Araştırmacı yazar Yusuf Yıldırım sosyal sorumluluk çerçevesinde kültürel varlıklarımızın incelenmesine, korunmasına yönelik çalışmalarına aralık vermeden devam ettiriyor.

Yıldırım son araştırması olan Yunus Emre Camii'nin mihrabı ile ilgili çok önemli olumsuzluğu bizlere şöyle sunuyor;''Yaklaşık 8 aydır devam eden Yunus Emre Camii yenileme çalışmaları, resmen tamirata dönüşmüş durumda. Bir türlü bitirilemeyen mihrabın restora- tamiratı tam bir fiyasko ile sonuçlandı. 
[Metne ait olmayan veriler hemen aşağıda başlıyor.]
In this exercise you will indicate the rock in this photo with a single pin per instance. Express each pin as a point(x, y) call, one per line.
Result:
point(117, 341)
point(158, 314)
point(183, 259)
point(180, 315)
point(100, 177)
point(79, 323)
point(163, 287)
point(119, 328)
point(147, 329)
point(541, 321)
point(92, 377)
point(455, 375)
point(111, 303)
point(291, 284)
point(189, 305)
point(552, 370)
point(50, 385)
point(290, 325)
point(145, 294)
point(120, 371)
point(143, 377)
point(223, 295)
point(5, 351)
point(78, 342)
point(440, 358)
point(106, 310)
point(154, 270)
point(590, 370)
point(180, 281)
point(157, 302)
En son yaptığımız ziyarette, mihraba yapılan düzenleme, bizi tam anlamı ile şok etti. Orjinaline yaklaştırılarak restore edileceğini düşündüğümüz mihraba  yapılan süsleme ve kitabe işlemesi, bir ucubeye dönüşmüş durumda.
Ayete’l-kürsî’ye 3 kelime daha ilave edilmiş…
Mihrabın dış kenarlarını oluşturan Ayete’l-kürsîli kuşak, başladığı hizada bitmeyince eksik kalan boşluk, kopyala yapıştır tekniği ile tamamlanmış. Ayete’l-kürsî’nin “vesi’a kursiyyuhu’s-semâvâti ve’l-arda ve lâ ye’uduhû” diye devam eden ara bölümünden “semâvâti ve’l-arda ve lâ”  kelimeleri, kuşağın son kısmına, Ayete’l-kürsî bittikten sonra bir kez daha yapıştırılmıştır.
700-750 yıllık mihraptaki tüm kitabe levhalarının bir hattata yazdırılacağını bekliyorduk.  Ancak ne idiği belirsiz, bilgisayar çıktısı bir yazı türünün mihraba yapıştırılması, bizleri, “Tarihi mirasa böyle mi sahip çıkacağız?” düşüncesine sevketti.
Ayete’l-kürsî kitabesinde yapılan yanlışın bir benzeri de üstte besmele kitabesinde yapılmış. Besmeledeki “rahman” kelimesine ait “mim” harfi, her nedense unutulmuş. Mim harfinin orada olmadığını cami imamı Mustafa Hoca da görmüş. Makyaj ile ilgili bölüme bir mim harfi konulmak istenmiş. Ancak bu çaba da yanlışın abartılmasından başka bir işe yaramamış.
Mihrap alınlığındaki kitabe de, bilgisayar çıktısı olarak panoya yapıştırılmış. 
Panonun alt kenarına yapılan geometrik düzenlemeyi çözemedik.  Böyle bir geometrik süslemeye, daha önce, hiçbir mimari yapıda rastlamadık. Motifi oluşturan güneş, dörtgen ve yatay çizgilerin hangi manevi ya da kültürel değeri sembolize ettiğini anlayamadık. Zaten de bu düzenleme, sanat eseri özelliği taşımamaktadır.
Mihrabın kavsara bölümü köşeliklerindeki, 700-750 yıllık arabesk motife dokunulmaması belki de hayırlı olmuştur. Simetrik olan motifin sağ tarafının sol tarafına benzetilerek tamamlanması gerekiyordu. Herhalde, internetten buraya uygun bir şekil çıkarılamadı.
Mihrap nişine uygulanan iki kanadı açık perde süslemesinin nerden esinlendiğini ve ne anlama geldiğini doğrusu biz de merak ettik. Görenlerin söylediklerine göre, perde motifi badana fırçası ile biçimlendirilmiş?...
Mihrap dışı ile kemer içi arasında kalan boş kenarlara uygulanan çiçek süslemesinin, yine bilgisayar çıktısı olarak tabelacı yöntemi yapıştırıldığını görüyoruz. Ancak Türk-İslam sanatlarında böyle bir süsleme motifi yoktur. Zaten çiçeklere yüklenen karakter de ruhun estetik zevkine hitap etmekten çok, saldırgan böcekleri çağrıştırmaktadır.
Mihrabın son durumunu paylaştığımız ulusal hattat ve ressamlarımızdan Mesut Dikel, mihrap kitabelerini ücretsiz yazmaya hazır olduğunu da belirtti,''dedi.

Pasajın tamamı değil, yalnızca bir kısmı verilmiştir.